Brace yourselves for stakeholder pensions all you North Yorkshire bosses - but, whatever you do, don't cut and run, urges MARK PEPPER, partner at Grosvenor financial consultants of Swinegate, York.

THOSE who run away from giant waves - even tidal waves of bureaucracy - risk being flattened.

Even standing still is a recipe for being swept off your feet. No, better to follow the old maxim - and dive aggressively into the onrushing wall of water...

And for thousands of businesses in York and North Yorkshire that pulsing giant of a wave is just four days away in the shape of the Government's new Stakeholder Pensions regulations which come into effect at the start of next month..

Unless employers have fewer than five on their payroll or already offer an acceptable pension scheme to their employees they will be legally required to make an approved stakeholder pension available to their workforce.

Meet the deadline for making the arrangement by October 8 this year or risk fines as high as £5,000 for sole traders and £50,000 for limited companies. A fierce wave indeed.

By the way, don't feel too complacent if you believe that you have set up a pension scheme already because it may not comply with the new rules...

Of course we must all nod at the correctness of the intention behind the legislation - namely to encourage the five million or so people without pension provision to save for their retirement, but you can easily forgive business people, especially those who run small firms, from fearing new snares of red tape.

After all, luring you away from your main core business is the task of consulting with eligible employees and organisations like trade unions, offering payroll deductions from employees' earnings if needed; and maintaining records of employees' deductions and payments to the scheme.

A suitable scheme must "meet a number of conditions confirmed with the Inland Revenue and the Occupational Pension Regulatory Authority (OPRA) and employers can check its registration and whether it meets legal conditions by beaming into a register on the Internet at www.stakeholder.opra.gov.uk" (Try saying that in anything but a monotone!).

And don't forget, folks! You have to send to the stakeholder provider the names of your employees, their national insurance numbers and contributions, together with any contributions you may decide to make yourself - but more on this later.

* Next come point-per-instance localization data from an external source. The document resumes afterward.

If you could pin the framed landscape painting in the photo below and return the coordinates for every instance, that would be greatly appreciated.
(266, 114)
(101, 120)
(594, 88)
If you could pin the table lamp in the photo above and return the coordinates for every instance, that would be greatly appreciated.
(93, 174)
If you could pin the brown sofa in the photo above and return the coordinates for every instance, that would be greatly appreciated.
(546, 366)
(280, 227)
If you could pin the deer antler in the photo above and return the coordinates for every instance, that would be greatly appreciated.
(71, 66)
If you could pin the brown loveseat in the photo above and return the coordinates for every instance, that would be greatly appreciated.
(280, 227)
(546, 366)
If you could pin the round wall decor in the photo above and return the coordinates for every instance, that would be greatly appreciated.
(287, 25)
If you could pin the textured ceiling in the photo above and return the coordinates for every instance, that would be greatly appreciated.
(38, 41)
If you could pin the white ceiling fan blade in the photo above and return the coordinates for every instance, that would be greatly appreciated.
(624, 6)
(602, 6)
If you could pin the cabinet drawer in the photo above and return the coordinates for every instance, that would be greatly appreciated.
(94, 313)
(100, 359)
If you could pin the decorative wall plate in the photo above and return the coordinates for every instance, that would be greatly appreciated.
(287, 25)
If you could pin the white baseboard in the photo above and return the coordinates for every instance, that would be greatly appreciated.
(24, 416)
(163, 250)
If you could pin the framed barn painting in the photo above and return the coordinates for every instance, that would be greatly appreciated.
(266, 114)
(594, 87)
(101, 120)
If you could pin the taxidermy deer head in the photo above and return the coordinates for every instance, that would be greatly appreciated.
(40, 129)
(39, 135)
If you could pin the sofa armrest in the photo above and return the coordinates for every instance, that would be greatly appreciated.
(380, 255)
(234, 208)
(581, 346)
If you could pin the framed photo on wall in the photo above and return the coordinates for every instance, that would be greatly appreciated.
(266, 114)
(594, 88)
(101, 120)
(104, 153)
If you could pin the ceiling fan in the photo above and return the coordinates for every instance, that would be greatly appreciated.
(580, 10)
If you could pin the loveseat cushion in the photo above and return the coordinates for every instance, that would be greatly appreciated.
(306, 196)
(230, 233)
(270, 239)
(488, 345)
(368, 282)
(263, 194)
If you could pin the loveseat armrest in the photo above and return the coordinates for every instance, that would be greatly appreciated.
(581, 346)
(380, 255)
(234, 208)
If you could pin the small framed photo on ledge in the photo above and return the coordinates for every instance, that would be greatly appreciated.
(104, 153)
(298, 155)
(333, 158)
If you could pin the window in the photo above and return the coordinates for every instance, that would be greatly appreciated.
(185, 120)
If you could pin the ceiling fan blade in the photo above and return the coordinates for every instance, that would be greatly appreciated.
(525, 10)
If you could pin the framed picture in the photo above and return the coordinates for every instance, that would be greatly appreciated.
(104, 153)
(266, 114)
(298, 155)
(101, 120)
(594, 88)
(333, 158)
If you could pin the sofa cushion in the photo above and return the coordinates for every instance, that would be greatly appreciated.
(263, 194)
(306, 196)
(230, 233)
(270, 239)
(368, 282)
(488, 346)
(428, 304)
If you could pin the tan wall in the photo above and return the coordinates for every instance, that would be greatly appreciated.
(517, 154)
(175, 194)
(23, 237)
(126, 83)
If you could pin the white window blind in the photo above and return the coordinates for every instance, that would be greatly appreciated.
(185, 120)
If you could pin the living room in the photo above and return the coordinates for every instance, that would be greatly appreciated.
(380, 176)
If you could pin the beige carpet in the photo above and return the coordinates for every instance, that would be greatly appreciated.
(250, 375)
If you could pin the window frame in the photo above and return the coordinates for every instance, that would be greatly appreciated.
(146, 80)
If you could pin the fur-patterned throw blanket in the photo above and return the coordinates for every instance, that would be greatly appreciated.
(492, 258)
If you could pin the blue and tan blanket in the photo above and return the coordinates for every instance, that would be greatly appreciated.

Then there are the deadlines: those contributions must be paid to the provider within 19 days at the end of each month in which the contributions are made. Any mispayments will have to be reported by the stakeholder provider by OPRA in which case you risk a fine...

And all those employers who piously say: "Not us - we have a scheme in place already" I say - are you sure? For example, if your staff aren't offered membership to an occupational pension scheme within 12 months of joining a company, or your employee is aged more than 18 years or has more than five years to go before retirement, then contractual arrangements for that occupational pension scheme will have to be reviewed.

What is more, think again if your existing group personal pension plan means that as an employer you are contributing less than three per cent of their basic earnings; or if the scheme isn't offered as part of the contract of employment.

Think again if onerous charges are imposed should the staff member want to transfer to another scheme; or if recruits are not allowed to join the scheme within three months of joining the company.

Think again if your scheme does not allow payments to be deducted from the company's payroll system.

All right. Stop moaning. There is nothing you can do about it except act on it.

And you may want to dive into the wave by turning a burden into an advantage. Waterhouse, the chartered surveyors in Bootham, have done just that, by not only preparing to comply with stakeholder legislation, but planning to make contributions towards the pensions themselves.

The company gets tax relief. Their employees get extra benefits tax free. And their customers benefit from a happy, more stable workforce which works its way back into the bottom line.

Whichever way you tackle that wave it is an opportunity for firms to review fully their existing schemes and, surprise, surprise, there are organisations like financial advisers and financial institutions keen to get involved and if necessary, administer the scheme in a way that brings advantages to everyone.